When I say that thinking is a separating sphere, I mean that people doubt you if you say "believe me since I know this thing better than you do". Appeals to Thinking are credible only if the others agree already or the person has high social status, and even then they provoke resentment. Thinking filters people to narrow tranches which are on the same wavelength - for example most text-only blogs have few readers, and they appeal mainly to Thinking sphere.

By mystical exprience I mean a sense that some supernatural being is sending you a message or channeling itself through you. Believers do this when they aim to channel God by implementing His will on earth. You may interpret this metaphorically to mean a state of increased mental clarity or perception where your brains send positive feedback for getting into right condition. Outside religion, people have hard time even describing their mystical experiences, and those who can describe them have trouble interpreting what they mean.

Balance between spheres


Unfortunately blogs concentrate too much on Thinking and this may produce illusion that it is somehow more important than the other areas of life, more deserving of attention and analysis. During last years I have grown to hate this bias.
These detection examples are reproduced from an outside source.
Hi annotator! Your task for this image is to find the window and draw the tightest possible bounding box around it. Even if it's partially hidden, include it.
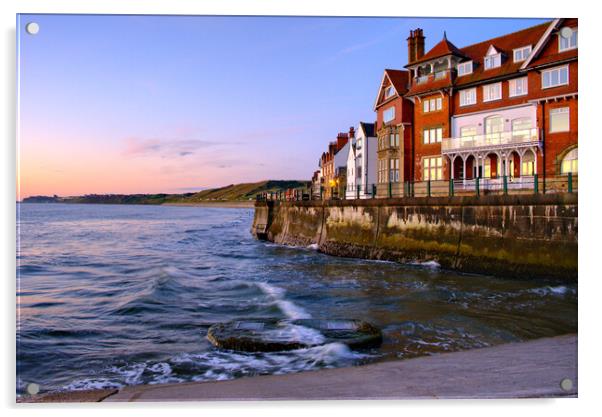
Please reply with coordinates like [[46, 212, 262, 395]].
[[422, 127, 443, 144], [458, 61, 472, 77], [460, 126, 477, 138], [514, 45, 531, 62], [550, 107, 569, 133], [485, 116, 504, 134], [512, 117, 533, 139], [460, 88, 477, 106], [422, 97, 443, 113], [485, 53, 502, 70], [383, 106, 395, 123], [483, 83, 502, 101], [560, 148, 578, 174], [558, 28, 577, 52], [520, 151, 535, 175], [389, 159, 399, 182], [541, 66, 569, 88], [385, 86, 394, 98], [509, 77, 529, 97], [422, 156, 443, 181]]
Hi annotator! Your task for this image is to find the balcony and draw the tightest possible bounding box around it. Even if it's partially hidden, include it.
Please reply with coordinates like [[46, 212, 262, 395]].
[[441, 128, 540, 154]]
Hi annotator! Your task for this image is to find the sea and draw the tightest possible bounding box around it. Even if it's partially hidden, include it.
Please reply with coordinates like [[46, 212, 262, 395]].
[[16, 204, 577, 395]]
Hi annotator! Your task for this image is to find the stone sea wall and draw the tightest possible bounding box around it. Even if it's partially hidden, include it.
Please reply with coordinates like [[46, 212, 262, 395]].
[[252, 194, 578, 281]]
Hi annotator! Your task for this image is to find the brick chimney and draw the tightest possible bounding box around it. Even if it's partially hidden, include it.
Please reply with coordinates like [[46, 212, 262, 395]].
[[407, 28, 424, 64]]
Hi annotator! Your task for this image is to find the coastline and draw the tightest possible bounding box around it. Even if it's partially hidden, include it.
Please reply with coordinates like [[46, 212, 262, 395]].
[[17, 334, 578, 403], [161, 200, 255, 208]]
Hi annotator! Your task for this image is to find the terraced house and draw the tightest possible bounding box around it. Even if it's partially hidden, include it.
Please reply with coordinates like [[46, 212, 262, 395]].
[[374, 69, 413, 197], [405, 19, 578, 188]]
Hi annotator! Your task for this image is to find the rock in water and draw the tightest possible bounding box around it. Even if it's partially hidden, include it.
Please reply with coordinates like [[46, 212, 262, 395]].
[[207, 319, 382, 352]]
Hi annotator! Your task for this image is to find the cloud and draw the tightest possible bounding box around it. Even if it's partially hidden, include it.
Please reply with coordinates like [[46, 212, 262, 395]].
[[123, 137, 218, 158]]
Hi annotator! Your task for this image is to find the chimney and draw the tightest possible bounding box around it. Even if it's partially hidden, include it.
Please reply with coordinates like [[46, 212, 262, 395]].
[[407, 30, 416, 64], [414, 29, 424, 60]]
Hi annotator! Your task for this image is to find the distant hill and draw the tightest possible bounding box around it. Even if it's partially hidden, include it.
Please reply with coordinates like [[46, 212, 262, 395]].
[[22, 180, 310, 204]]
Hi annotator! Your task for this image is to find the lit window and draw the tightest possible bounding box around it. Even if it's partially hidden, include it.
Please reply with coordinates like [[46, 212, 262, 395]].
[[460, 88, 477, 106], [383, 107, 395, 123], [558, 28, 577, 52], [514, 45, 531, 62], [541, 66, 569, 88], [550, 107, 569, 133], [485, 53, 502, 70], [560, 148, 578, 174], [389, 159, 399, 182], [422, 156, 443, 181], [521, 152, 535, 175], [483, 83, 502, 101], [458, 61, 472, 77], [460, 126, 477, 138], [422, 127, 443, 144], [385, 86, 394, 98], [509, 77, 529, 97]]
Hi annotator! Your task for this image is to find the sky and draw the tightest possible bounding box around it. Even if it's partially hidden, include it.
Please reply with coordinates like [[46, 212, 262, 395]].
[[17, 15, 548, 199]]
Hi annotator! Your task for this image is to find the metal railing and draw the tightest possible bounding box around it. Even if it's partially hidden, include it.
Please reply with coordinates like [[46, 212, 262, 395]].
[[441, 128, 539, 152], [257, 173, 579, 201]]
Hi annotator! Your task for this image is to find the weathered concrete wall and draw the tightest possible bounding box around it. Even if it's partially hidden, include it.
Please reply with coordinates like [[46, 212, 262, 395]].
[[253, 194, 578, 281]]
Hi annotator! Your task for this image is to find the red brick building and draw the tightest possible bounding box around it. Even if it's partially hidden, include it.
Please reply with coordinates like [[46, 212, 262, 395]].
[[400, 19, 578, 187], [374, 69, 414, 195]]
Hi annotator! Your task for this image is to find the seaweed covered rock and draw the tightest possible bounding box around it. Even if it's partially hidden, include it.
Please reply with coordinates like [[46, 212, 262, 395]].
[[207, 319, 382, 352]]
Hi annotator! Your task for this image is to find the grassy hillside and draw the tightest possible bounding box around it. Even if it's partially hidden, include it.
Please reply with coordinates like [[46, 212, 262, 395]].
[[183, 180, 310, 202], [23, 180, 310, 204]]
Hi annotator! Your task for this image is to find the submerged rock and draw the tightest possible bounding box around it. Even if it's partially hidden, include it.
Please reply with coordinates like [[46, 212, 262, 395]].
[[207, 319, 382, 352]]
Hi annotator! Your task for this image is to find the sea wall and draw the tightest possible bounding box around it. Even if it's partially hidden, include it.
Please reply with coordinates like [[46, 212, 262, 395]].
[[252, 194, 578, 281]]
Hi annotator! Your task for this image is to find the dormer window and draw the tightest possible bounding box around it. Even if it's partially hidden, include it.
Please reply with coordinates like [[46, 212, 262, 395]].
[[458, 61, 472, 77], [558, 27, 577, 52], [514, 45, 531, 62], [483, 45, 502, 70], [385, 85, 395, 99]]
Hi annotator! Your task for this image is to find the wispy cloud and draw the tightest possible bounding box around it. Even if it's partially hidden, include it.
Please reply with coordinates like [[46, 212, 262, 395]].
[[123, 137, 219, 158]]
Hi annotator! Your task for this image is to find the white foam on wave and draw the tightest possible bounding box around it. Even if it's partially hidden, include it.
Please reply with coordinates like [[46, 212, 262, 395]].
[[409, 261, 441, 269], [255, 282, 311, 320]]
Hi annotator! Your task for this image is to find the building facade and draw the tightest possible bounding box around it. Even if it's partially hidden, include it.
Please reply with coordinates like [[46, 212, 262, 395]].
[[345, 122, 378, 199], [406, 19, 578, 188], [374, 69, 413, 196]]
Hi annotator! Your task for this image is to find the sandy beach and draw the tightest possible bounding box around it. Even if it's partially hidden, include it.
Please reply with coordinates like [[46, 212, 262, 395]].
[[19, 335, 578, 402]]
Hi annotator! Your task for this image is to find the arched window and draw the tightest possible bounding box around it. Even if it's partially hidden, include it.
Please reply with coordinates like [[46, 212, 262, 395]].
[[560, 148, 578, 174]]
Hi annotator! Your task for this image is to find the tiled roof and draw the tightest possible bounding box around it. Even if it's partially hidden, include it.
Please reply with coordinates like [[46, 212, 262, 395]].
[[455, 22, 550, 86], [360, 122, 376, 138], [408, 36, 464, 65], [385, 69, 410, 95]]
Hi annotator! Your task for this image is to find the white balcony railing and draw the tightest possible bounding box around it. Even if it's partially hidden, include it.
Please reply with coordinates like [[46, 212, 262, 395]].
[[441, 128, 539, 153]]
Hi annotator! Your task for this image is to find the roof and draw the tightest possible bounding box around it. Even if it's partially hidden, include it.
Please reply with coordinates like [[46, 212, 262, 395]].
[[455, 22, 550, 86], [385, 69, 410, 95], [360, 122, 376, 138], [407, 35, 464, 66]]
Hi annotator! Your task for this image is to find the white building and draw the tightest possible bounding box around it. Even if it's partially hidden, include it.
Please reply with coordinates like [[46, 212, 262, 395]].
[[345, 122, 378, 199]]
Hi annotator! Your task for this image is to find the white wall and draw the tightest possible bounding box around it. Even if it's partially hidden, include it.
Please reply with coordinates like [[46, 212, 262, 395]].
[[451, 104, 537, 138]]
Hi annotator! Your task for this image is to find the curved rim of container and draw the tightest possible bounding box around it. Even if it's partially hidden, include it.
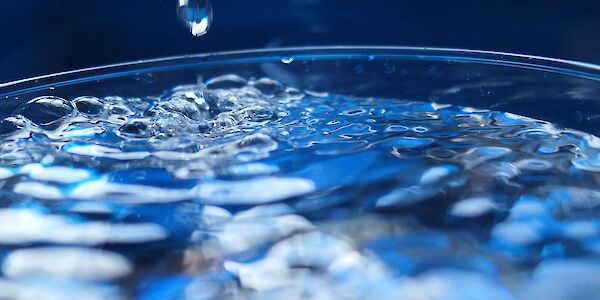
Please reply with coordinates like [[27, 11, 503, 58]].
[[0, 46, 600, 97]]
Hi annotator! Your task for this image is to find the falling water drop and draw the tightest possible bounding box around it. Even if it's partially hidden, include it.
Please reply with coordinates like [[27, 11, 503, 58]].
[[177, 0, 212, 37]]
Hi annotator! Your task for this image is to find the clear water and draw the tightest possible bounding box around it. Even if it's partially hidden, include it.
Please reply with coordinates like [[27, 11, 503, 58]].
[[177, 0, 212, 37], [0, 75, 600, 299]]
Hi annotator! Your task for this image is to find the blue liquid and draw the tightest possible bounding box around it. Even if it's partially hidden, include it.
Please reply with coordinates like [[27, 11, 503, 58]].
[[0, 75, 600, 299], [177, 0, 212, 37]]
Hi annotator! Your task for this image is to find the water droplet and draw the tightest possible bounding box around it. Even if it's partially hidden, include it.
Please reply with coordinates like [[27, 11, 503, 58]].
[[177, 0, 212, 37], [73, 96, 104, 115], [281, 57, 294, 65], [17, 96, 73, 126]]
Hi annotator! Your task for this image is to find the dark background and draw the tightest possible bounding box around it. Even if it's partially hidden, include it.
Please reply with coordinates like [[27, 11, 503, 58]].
[[0, 0, 600, 82]]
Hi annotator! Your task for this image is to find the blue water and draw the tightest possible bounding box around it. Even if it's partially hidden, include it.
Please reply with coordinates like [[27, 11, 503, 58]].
[[0, 74, 600, 299]]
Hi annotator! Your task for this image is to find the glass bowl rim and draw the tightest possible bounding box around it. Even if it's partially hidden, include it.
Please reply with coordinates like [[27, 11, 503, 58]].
[[0, 46, 600, 97]]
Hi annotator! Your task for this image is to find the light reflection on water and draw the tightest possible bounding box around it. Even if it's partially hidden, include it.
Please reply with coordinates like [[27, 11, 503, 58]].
[[0, 75, 600, 299]]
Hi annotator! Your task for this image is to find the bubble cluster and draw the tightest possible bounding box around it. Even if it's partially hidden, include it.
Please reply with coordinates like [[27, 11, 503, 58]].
[[0, 74, 600, 299]]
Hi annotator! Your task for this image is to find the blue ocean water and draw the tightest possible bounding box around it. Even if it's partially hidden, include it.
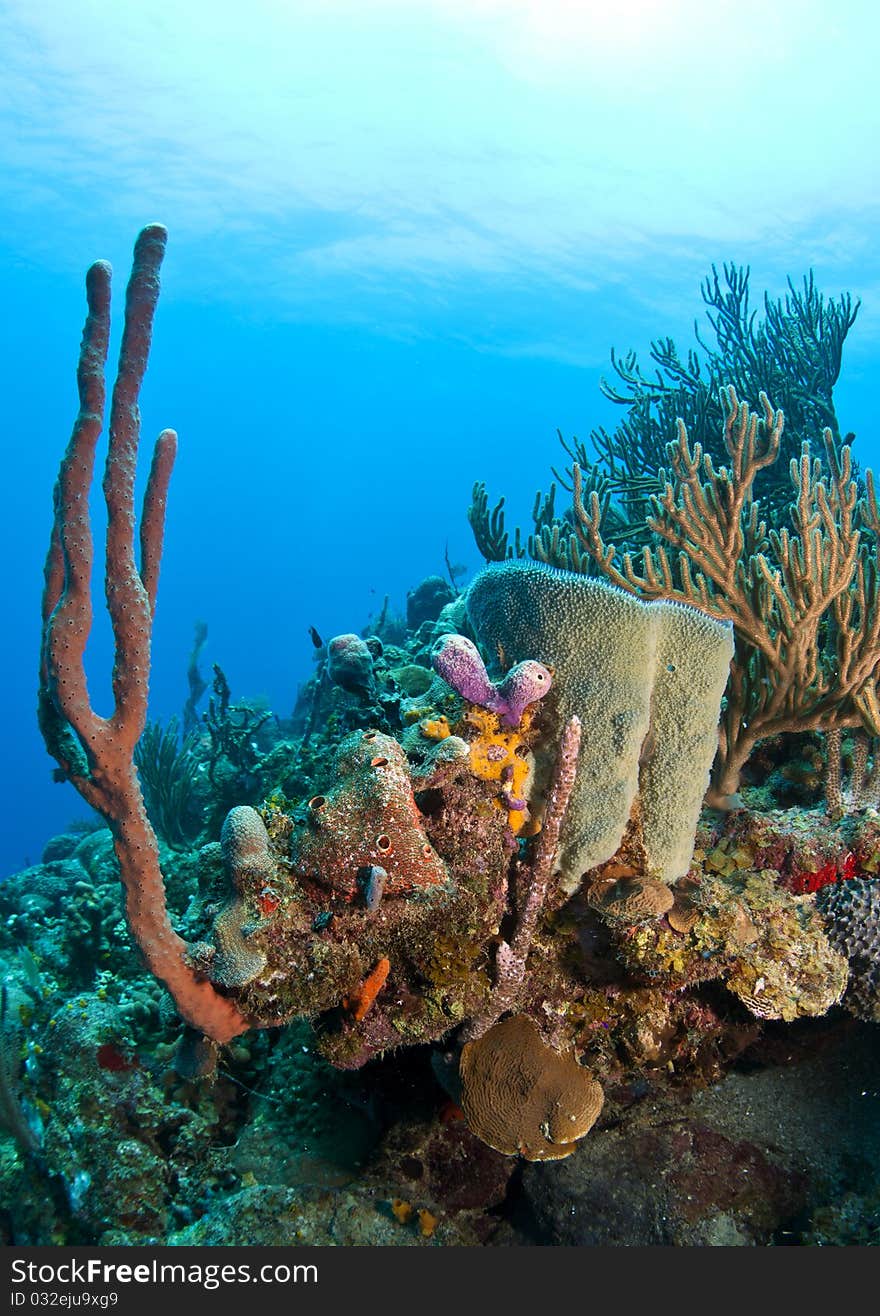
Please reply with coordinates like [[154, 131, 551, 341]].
[[0, 3, 880, 873]]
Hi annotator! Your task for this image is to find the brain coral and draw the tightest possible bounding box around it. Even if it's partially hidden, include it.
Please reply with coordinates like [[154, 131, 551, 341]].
[[817, 878, 880, 1024], [467, 561, 733, 891]]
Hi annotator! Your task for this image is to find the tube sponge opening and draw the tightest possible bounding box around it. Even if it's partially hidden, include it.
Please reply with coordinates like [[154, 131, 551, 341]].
[[467, 561, 733, 891]]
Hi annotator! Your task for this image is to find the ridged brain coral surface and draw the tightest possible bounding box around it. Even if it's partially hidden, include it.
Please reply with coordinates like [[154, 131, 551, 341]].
[[817, 878, 880, 1023], [467, 561, 733, 891]]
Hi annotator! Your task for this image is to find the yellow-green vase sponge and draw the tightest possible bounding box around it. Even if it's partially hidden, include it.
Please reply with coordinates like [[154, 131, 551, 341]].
[[467, 561, 733, 891]]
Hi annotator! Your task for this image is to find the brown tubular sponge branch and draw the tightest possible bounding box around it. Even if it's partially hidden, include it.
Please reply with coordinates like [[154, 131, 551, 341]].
[[38, 224, 250, 1042]]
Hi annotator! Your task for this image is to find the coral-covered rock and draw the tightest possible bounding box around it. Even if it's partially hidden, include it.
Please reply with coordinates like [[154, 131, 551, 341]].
[[291, 732, 447, 901], [460, 1015, 602, 1161], [467, 561, 733, 891]]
You are missing out much in life if you don't do any sports, if you don't have a sex life, if you don't have meaningful weekly social interaction, if you don't have any intellectual hobby or if you vehemently deny the possibility of mystical experiences. Two of these 'lacks' are pretty unavoidable: In the sexual sphere, not all men are needed, and nobody is interested in old women. In the mystical sphere, the experiences are rare.

There are lots of insults on people whose development is uneven in various spheres. "Meatheads" concentrate too much on physical. "Wankers" neglect sexual. "Wierdos" don't have their social instincts in place.